I met with the kids at their aunt's home, showed them articles on the garden, showed them videotape of the work I'd been doing to build my ColdFrames and nurture the plants through the winter, then showed them a videotape of the destruction as seen by daylight. I cried as we watched it. Then we went to the garden, they saw what was left (after many, many, hours of cleanup) of the damage; they applied garden forks and spades to some of the plots; and then were invited to sample a range of plants to discover just what wonders from the soil there are even this early in the spring. They left with wonderful salad greens for their dinner to drive the point home about what delicious joy and nourishment the garden brings to people. That night their aunt made them bring a load of bricks to the garden as a donation, and there are more to come.

The next day, Friday, I used some community connections to get them involved with kids their own age who were doing good for the land.

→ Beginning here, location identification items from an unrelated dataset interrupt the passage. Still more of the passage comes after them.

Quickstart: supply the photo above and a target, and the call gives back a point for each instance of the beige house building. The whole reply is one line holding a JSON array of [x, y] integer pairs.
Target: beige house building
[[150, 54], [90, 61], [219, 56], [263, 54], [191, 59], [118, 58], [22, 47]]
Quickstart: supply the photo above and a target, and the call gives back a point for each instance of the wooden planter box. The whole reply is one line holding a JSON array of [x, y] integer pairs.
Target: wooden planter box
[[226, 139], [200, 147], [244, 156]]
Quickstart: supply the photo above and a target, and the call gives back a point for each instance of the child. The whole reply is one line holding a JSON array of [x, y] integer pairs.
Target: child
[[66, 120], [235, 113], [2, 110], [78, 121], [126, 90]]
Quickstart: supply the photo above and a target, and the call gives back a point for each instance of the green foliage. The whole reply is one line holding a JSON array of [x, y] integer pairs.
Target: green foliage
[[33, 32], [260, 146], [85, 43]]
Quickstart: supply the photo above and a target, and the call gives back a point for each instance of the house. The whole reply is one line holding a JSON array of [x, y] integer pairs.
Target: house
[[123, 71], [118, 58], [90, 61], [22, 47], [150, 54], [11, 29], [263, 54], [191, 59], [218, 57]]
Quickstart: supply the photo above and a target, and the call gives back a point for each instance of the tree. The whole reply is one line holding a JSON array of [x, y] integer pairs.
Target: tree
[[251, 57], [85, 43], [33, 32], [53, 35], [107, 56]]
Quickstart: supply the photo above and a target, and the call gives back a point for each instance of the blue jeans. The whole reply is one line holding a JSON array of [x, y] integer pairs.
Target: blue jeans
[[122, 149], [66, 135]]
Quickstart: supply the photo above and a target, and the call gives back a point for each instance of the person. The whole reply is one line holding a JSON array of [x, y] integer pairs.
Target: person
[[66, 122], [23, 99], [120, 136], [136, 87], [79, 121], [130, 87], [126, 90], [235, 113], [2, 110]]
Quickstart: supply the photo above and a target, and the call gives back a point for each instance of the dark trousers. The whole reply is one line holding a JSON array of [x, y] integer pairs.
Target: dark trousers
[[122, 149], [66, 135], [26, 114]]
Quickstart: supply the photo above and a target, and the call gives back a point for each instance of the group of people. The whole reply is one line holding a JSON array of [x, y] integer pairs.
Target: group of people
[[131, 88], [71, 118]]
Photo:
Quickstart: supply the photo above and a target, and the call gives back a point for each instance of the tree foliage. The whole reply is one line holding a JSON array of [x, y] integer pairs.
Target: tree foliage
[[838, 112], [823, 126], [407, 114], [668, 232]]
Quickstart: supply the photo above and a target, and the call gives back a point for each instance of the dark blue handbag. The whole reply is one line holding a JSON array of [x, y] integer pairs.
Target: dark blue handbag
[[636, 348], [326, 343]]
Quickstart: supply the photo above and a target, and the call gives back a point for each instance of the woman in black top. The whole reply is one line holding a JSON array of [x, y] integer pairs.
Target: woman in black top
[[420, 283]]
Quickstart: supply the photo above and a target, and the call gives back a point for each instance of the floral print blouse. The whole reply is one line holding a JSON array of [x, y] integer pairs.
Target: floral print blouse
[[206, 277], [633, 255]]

Jackman Public School was holding a really big Earth Day event of recycling for the whole community, and the planting of their amazing array of spring gardens. When I explained to the parents and teachers what had happened at the our garden, they really went the whole distance for me, trying to teach these kids some positive lessons. We truly hope it was done in such a manner that they got the points of valuing the land, and saw this as an opportunity to 'make good', not to be punished, and by working alongside other children in action to nurture the earth positively at the time of Earth Day. I did my best to drive home the point that they should not mistake our kindness as weakness. (They were hauled in to the police station, too, as I had no choice but to report such extensive destruction.) Perhaps seeing kindness in action by people experiencing grief will teach them, in some small way, how to channel their own feelings more appropriately.

I hope to follow through even more by getting these kids connected with a community garden in their own home town, so they can understand this not just as an isolated incident, but as a continent-wide phenomenon, and a way to use their energies positively.

This incident, sadly may finally be the impetus we need to get city officials to cough up some money to put more secure fencing around this very isolated garden. It's something we've been appealing for for two years. These kids' unfortunately misdirected expression of deep and intense feelings may be get the city to back our un-funded and un-staffed garden on the edge of the valley.

If you know anyone who has spare tools (garden forks, spades, etc,) that is our biggest need at the moment, (as well as empty plant pots). One of the things the kids did was play some sort of 'golf' or 'baseball' using our spades as 'bats' and all the plants we had just potted up for our fundraising sale as 'balls'. I still have a lot of work to do on repotting. I'll be at the garden a lot, even in the rain, to try and get on top of this: our Spring Fundraising Sale, 17 - 19 May is looming, and the plants just have to be ready.